Proofiness - Charles Seife [41]
The typical modern poll of 1,000 people has a margin of error of about 3.1 percent. Increase the sample size, and the margin of error shrinks. A poll of 4,000 people has a margin of error of about 1.6 percent; in a sample of 16,000 the margin of error drops again to about 0.78 percent.
Week by week, the results trickled in as people returned their ballot cards; each week the Literary Digest clucked and strutted, blaring the accuracy of its polls and the importance of its huge sample. Right out of the starting gate, the magazine had more than 24,000 responses. This would correspond to a margin of error of roughly 0.6 percent—way, way lower than what even most modern polls can claim. By the week before the election, the sample had risen to an unbelievable 2,376,523 ballots, all tabulated by hand. This would correspond to a margin of error of six-hundredths of a percent: 0.06 percent. Though the editors of the Literary Digest didn’t express it in these terms—the term “margin of error” hadn’t yet come into fashion—the tremendous sample size gave them enormous confidence in the poll’s results. The week before the election, they couldn’t resist bragging:
The Poll represents the most extensive straw ballot in the field—the most experienced in view of its twenty-five years of perfecting—the most unbiased in view of its prestige—a Poll that has always previously been correct.
That perfect record was about to become roadkill: the poll predicted that Alf Landon would beat Franklin Roosevelt by a large margin. The election, of course, was a landslide in the opposite direction.
The Digest predicted that Landon would win about 54 percent of the popular vote, and the margin of error was a mere 0.06 percent. Instead, Landon only got 37 percent. It was a huge mistake, more than 250 times larger than the margin of error would seem to allow. At one blow, the Literary Digest’s reputation for accuracy lay bleeding at the side of the road; the large-samples-equals-accurate-polls dictum was dead. What went wrong?

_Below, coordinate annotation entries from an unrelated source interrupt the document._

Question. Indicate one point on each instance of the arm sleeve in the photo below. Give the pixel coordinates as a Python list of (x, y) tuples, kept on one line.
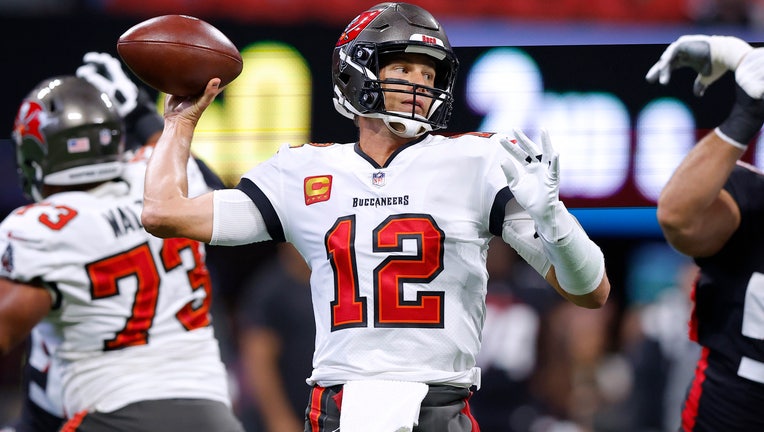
[(236, 219), (519, 231)]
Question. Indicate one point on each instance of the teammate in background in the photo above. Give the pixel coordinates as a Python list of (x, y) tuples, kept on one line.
[(131, 311), (712, 210), (395, 227)]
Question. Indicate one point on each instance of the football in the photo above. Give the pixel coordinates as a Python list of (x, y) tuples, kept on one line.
[(179, 54)]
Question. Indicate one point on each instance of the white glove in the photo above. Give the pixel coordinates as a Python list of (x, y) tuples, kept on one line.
[(710, 56), (106, 73), (750, 73), (534, 179)]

To modern pollsters, the answer is not hard to find. It’s implied by the Digest’s own description of how they picked the ten million voters to survey: “The mailing list is drawn from every telephone book in the United States, from the rosters of clubs and associations, from city directories, lists of registered voters, classified mail-order and occupational data.”
The year 1936 was in the midst of the Great Depression. There was a great division between rich and poor; the rich tended to vote Republican and the poor tended to vote Democrat. Phones were still not in the majority of households; those that had phones tended to be richer—and more Republican—than those that didn’t. Therefore, using the telephone directory as a way of generating a mailing list introduces a bias because it is a list enriched with Republicans at the expense of Democrats. The same is true of clubs and associations, especially automobile associations. These people leaned Republican too. Occupational data excludes the unemployed, who tend to vote Democrat. So by drawing their names from phone books, lists of club members, and occupational data, the editors of the Literary Digest were inadvertently reaching more Republicans than Democrats. Their sample was not truly representative of the voting population of the United States, creating a systematic error in their poll.
Unlike a statistical error, a systematic error like this doesn’t diminish as the sample size grows. It doesn’t matter whether your sample is a hundred or a thousand or ten million people: the error caused by a poor choice of sample stays large even as the margin of error shrinks to insignificance. The failure to recognize this source of error made the editors of the Literary Digest guilty of (ignorant) disestimation: they thought their sample size made their poll accurate to within a tiny fraction of a percent, when in fact it couldn’t be trusted within ten or fifteen points.
Even before the fiasco, more sophisticated